In today’s economic climate, it’s hard to find an organization that doesn’t have to deal with reduced resources, be they people, money or anything else. One way that many organizations have been overcoming this gap is through striking up strategic partnerships with others whose needs and strengths match up well against their own. Strategic partnerships require less capital, are more responsive to the market, and spread the associated risks.
Strategic partnerships are also known as strategic alliances, joint ventures, licensing, franchising, and private labeling, and many other terms, but they all mean any type of agreement that results in a synergy between two cooperating organizations resulting in the sum of their efforts being greater than the parts.
The value of a strategic partnership lies in the growth it offers companies who are strong in one area but not another. In other words, partnerships must be mutually beneficial. But how do you know when to consider partnering as a viable growth option? Explore the following reasons for joining forces with another organization:
- Increased market reach: Through partners, you can expand your market reach by selling your products and services into their markets. You can also realize broader geographic expansion.
- Faster product development: By combining forces, partners can share areas of expertise, defray the typically high costs of product research and development, improve quality, and hopefully realize a higher return.
- Purchased access to a customer base: Your partner may have customer relationships with larger accounts you’re seeking access to.
- Facilitated international trade: Partnering opens up new markets and export opportunities on a global scale. Inexperienced partners can quickly gain knowledge, skills, and sales expertise of an experienced export partner.
- Gained access to needed technology: You may be able to gain quicker and faster access to technology than if you built it yourself.
- Enhanced purchasing power: Partnering with other firms to purchase raw materials, distribution, and other goods and services can result in substantial savings for an individual organization because you buy larger volumes and can negotiate better prices. Typically, the more you buy, the better the price.

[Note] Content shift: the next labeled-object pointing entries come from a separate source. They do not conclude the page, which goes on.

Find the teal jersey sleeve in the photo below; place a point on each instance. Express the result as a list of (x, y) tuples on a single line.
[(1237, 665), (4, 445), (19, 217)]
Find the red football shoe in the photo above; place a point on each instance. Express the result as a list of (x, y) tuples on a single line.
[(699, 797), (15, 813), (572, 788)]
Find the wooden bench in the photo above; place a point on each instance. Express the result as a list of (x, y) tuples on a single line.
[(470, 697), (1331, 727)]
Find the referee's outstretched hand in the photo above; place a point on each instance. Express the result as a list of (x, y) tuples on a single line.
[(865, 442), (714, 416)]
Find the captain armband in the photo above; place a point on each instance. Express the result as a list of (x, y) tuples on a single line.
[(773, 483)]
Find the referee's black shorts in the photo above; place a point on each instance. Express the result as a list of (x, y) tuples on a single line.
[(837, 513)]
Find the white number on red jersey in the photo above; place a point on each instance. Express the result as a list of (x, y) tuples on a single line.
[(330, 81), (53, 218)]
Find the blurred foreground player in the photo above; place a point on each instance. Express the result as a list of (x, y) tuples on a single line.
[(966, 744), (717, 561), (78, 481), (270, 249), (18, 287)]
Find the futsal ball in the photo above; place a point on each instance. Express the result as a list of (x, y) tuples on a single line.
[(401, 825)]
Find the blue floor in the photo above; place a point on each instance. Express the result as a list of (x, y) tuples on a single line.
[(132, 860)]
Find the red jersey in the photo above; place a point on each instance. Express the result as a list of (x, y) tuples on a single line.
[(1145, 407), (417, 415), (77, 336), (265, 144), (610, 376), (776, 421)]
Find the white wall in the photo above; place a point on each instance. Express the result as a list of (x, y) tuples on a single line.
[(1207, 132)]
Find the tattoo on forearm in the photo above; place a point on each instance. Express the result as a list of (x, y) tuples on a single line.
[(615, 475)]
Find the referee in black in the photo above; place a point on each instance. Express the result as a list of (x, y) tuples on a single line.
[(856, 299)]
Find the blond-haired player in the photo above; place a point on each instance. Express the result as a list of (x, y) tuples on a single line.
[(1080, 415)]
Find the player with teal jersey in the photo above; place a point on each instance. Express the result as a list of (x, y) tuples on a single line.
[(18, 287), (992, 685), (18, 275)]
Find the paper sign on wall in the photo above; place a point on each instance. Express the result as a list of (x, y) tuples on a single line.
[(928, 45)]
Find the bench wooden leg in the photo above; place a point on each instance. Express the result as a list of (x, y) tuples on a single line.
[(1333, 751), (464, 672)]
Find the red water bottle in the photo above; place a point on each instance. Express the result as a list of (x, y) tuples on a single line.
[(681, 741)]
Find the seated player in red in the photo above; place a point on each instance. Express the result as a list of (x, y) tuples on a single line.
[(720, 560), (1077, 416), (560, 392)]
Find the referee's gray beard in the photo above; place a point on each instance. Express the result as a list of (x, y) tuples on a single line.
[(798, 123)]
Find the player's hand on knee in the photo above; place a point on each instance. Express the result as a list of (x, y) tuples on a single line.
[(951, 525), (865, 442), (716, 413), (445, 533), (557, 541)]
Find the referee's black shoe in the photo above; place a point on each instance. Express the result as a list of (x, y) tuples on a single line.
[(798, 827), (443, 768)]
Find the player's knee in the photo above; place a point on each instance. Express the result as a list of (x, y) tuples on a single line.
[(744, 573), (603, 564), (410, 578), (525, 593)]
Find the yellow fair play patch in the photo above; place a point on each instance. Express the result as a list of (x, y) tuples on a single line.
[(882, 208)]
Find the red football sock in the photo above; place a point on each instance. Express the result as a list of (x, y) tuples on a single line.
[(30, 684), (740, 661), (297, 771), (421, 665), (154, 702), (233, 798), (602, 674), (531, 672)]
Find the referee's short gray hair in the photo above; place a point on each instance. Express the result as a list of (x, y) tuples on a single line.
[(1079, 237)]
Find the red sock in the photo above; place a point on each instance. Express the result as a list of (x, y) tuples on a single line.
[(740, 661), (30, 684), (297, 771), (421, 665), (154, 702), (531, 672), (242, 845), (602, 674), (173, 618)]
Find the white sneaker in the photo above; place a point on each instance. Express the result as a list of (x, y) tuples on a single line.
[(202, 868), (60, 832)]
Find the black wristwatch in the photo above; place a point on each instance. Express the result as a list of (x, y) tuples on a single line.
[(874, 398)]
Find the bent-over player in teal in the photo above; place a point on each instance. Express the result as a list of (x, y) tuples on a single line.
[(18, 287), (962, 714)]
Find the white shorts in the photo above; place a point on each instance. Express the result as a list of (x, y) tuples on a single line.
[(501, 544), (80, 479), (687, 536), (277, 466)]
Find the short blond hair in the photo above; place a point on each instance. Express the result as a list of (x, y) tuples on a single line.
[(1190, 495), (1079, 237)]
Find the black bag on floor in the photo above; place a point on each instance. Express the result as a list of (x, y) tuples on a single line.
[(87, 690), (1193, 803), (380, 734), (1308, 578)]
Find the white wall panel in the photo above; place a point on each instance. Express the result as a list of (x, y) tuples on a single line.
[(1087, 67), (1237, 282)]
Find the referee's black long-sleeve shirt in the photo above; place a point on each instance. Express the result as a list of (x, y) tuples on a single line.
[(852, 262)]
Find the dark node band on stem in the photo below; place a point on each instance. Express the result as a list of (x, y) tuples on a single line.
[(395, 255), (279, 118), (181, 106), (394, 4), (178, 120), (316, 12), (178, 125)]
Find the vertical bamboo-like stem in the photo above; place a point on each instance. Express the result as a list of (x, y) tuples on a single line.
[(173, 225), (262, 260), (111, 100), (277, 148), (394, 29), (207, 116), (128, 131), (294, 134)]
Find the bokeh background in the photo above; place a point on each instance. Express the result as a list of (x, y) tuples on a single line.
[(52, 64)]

- Shared marketing: Partnering to pool market research knowledge, customer databases, campaign dollars, and other promotional expenses can be a huge reduction in expenses for businesses. The key is to partner with a company that truly meets the needs of your customer base.
- Shared logistics, distribution, and operations: Economies of scale can be realized if two companies partner to coordinate product management from contract to delivery.
- Shared administrative/human resources: This area is slightly more difficult to share, but it’s possible. Human resource knowledge, expertise, and even staff can be shared because as the labor shortage grows, this may become a competitive advantage for those companies that can effectively share human resources.